Update mmdit runner inputs, small attn reproducer, pad attention flag

monorimet · monorimet · commit 6c9d96db55d5 · 2024-06-14T15:01:10.000-05:00
diff --git a/models/turbine_models/custom_models/sd3_inference/sd3_cmd_opts.py b/models/turbine_models/custom_models/sd3_inference/sd3_cmd_opts.py
@@ -284,6 +284,13 @@ def is_valid_file(arg):
     default="SD3_output.png",
     help="Path to output file for generated images.",
 )
+p.add_argument(
+    "--attn_repro",
+    default=False,
+    action="store_true",
+    help="Just compile attention reproducer for mmdit.",
+)
+
 
 ##############################################################################
 # IREE Compiler Options
diff --git a/models/turbine_models/custom_models/sd3_inference/sd3_mmdit.py b/models/turbine_models/custom_models/sd3_inference/sd3_mmdit.py
@@ -52,7 +52,87 @@ def forward(
             return_dict=False,
         )[0]
         return noise_pred
+    
+class MMDiTAttention(torch.nn.Module):
+    def __init__(
+            self,
+    ):
+        super().__init__()
+
+    def forward(self, q, k, v):
+        return torch.nn.functional.scaled_dot_product_attention(
+            q, k, v, dropout_p=0.0, is_causal=False
+        )
+
+
+@torch.no_grad()
+def export_attn(
+    precision="fp16",
+    device="cpu",
+    target_triple="x86_64-unknown-linux-gnu",
+    ireec_flags="",
+    compile_to="torch",
+    decomp_attn=False,
+    attn_spec=None,
+):
+    dtype = torch.float16 if precision == "fp16" else torch.float32
+    qkv_shape = (2, 24, 4250, 64)
+    attn_module = MMDiTAttention()
+    safe_name = "attn_repro_" + precision + "_" + target_triple
+    if decomp_attn == True:
+        safe_name += "_decomp"
+
+    if dtype == torch.float16:
+        attn_module = attn_module.half()
+    
+    example_qkv = [
+        torch.empty(qkv_shape, dtype=dtype),
+        torch.empty(qkv_shape, dtype=dtype),
+        torch.empty(qkv_shape, dtype=dtype),
+    ]
+
+    decomp_list = []
+    if decomp_attn == True:
+        decomp_list = [
+            torch.ops.aten._scaled_dot_product_flash_attention_for_cpu,
+            torch.ops.aten._scaled_dot_product_flash_attention.default,
+            torch.ops.aten.scaled_dot_product_attention,
+        ]
+    with decompositions.extend_aot_decompositions(
+        from_current=True,
+        add_ops=decomp_list,
+    ):
+        fxb = FxProgramsBuilder(attn_module)
 
+        @fxb.export_program(
+            args=(example_qkv,),
+        )
+        def _forward(
+            module,
+            inputs,
+        ):
+            return module.forward(*inputs)
+
+        class CompiledAttn(CompiledModule):
+            run_forward = _forward
+
+        inst = CompiledAttn(context=Context(), import_to="IMPORT")
+
+        module_str = str(CompiledModule.get_mlir_module(inst))
+
+    if compile_to != "vmfb":
+        return module_str
+    else:
+        vmfb_path = utils.compile_to_vmfb(
+            module_str,
+            device,
+            target_triple,
+            ireec_flags,
+            safe_name,
+            return_path=True,
+            attn_spec=attn_spec,
+        )
+    return vmfb_path
 
 @torch.no_grad()
 def export_mmdit_model(
@@ -183,6 +263,22 @@ class CompiledMmdit(CompiledModule):
     logging.basicConfig(level=logging.DEBUG)

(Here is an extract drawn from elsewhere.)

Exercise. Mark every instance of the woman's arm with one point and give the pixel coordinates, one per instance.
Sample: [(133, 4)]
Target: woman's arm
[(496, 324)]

     from turbine_models.custom_models.sd3_inference.sd3_cmd_opts import args
 
+    if args.attn_repro:
+        mod_str = export_attn(
+            args.precision,
+            args.device,
+            args.iree_target_triple,
+            args.ireec_flags,
+            args.compile_to,
+            args.decomp_attn,
+            attn_spec=args.attn_spec,
+        )
+        if args.compile_to != "vmfb":
+            safe_name = "attn_repro_" + args.precision
+            with open(f"{safe_name}.mlir", "w+") as f:
+                f.write(mod_str)
+            print("Saved to", safe_name + ".mlir")
+        exit()
     if args.input_mlir:
         mmdit_model = None
     else:
diff --git a/models/turbine_models/custom_models/sd3_inference/sd3_mmdit_runner.py b/models/turbine_models/custom_models/sd3_inference/sd3_mmdit_runner.py
@@ -69,14 +69,15 @@ def run_diffusers_mmdit(
         dtype = torch.float16
     else:
         dtype = torch.float32
-
+    
+    batch_size = args.batch_size * 2 #do classifier free guidance
     hidden_states = torch.randn(
-        (args.batch_size, 16, args.height // 8, args.width // 8), dtype=dtype
+        (batch_size, 16, args.height // 8, args.width // 8), dtype=dtype
     )
     encoder_hidden_states = torch.randn(
-        (args.batch_size, args.max_length * 2, 4096), dtype=dtype
+        (batch_size, args.max_length * 2, 4096), dtype=dtype
     )
-    pooled_projections = torch.randn((args.batch_size, 2048), dtype=dtype)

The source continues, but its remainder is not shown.